A new exhibit is giving visitors to the Canadian Museum for Human Rights (CMHR) a chance to peer into four different time periods in Canadian history using interactive technology.

Rights of Passage: Canada at 150 opened at the museum just in time for International Human Rights Day on Sunday Dec. 10, 2017, when the CMHR was also offering free admission.

The exhibit includes wampum beads shifting into designs created by art students at Children of the Earth High School, a dress made from fibre optic fabric, laser wire and LED lights that changes colours when you step on a "hashtag" on the floor and a Victorian-era "magic lantern" that projects images of early human rights struggles.

Visitors to the exhibit can also check out war-time broadcasts on a period radio set and explore other older technology, like a 1970's vintage TV and experience Indigenous oral traditions.

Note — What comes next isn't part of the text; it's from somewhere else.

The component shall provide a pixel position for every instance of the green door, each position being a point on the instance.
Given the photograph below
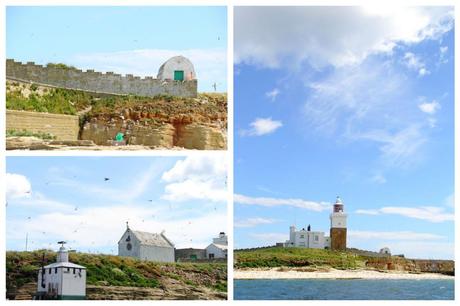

The exhibit is divided into four time zones and a fifth zone dealing with indigenous perspectives that is not time bound. Each zone displays different modes of communication from that time period, according to Curator Karine Duhamel.

Karine Duhamel

"There's been a lot of really innovative technological work involved with this exhibition," Duhamel said. "Our fabricators have worked very hard to adapt old technologies to what we use today. So for example, moulding a new screen for a tube TV that can work with a projected iPad and coding thousands individual beads drawn by students into a projection that reacts to the sound of your voice."

"There's been a lot of work in making these technologies work within this exhibition in this context." Duhamel says with all the technology involved, staff at the CMHR have been working on the exhibition for a number of years.

The official opening of the exhibit took place at 2:00 pm in the Bonnie & John Buhler hall, which included drumming by Inuit Elder David Serkoak, a survivor of the 1950's force relocation of the Ahiarmiut people in the Far North.

Duhamel and Design and Production Manager, Rob Vincent, also led a discussion on the exhibit later in the day.

The festivities officially kicked off at 11:00 am with kids activities, a Canadian citizenship ceremony and a performance by the Winnipeg Youth Chorus.

Duhamel says we've come a long way in the fight for human rights, but there is always more that can be done.

"We can be proud of some of the achievements we've made in the progress of women's rights and the rights of LGTBQ people and newcomers to Canada but we still have work to do," Duhamel said. "The fact that people from Shoal Lake still don't have running water or women are walking around with keys in their knuckles so they don't get assaulted is a hint of the battle that's left in Canada."

"If we can ever say we've won the battle, I don't think we're looking far enough ahead."

Rights of Passage is located in the Level 6 Expressions gallery.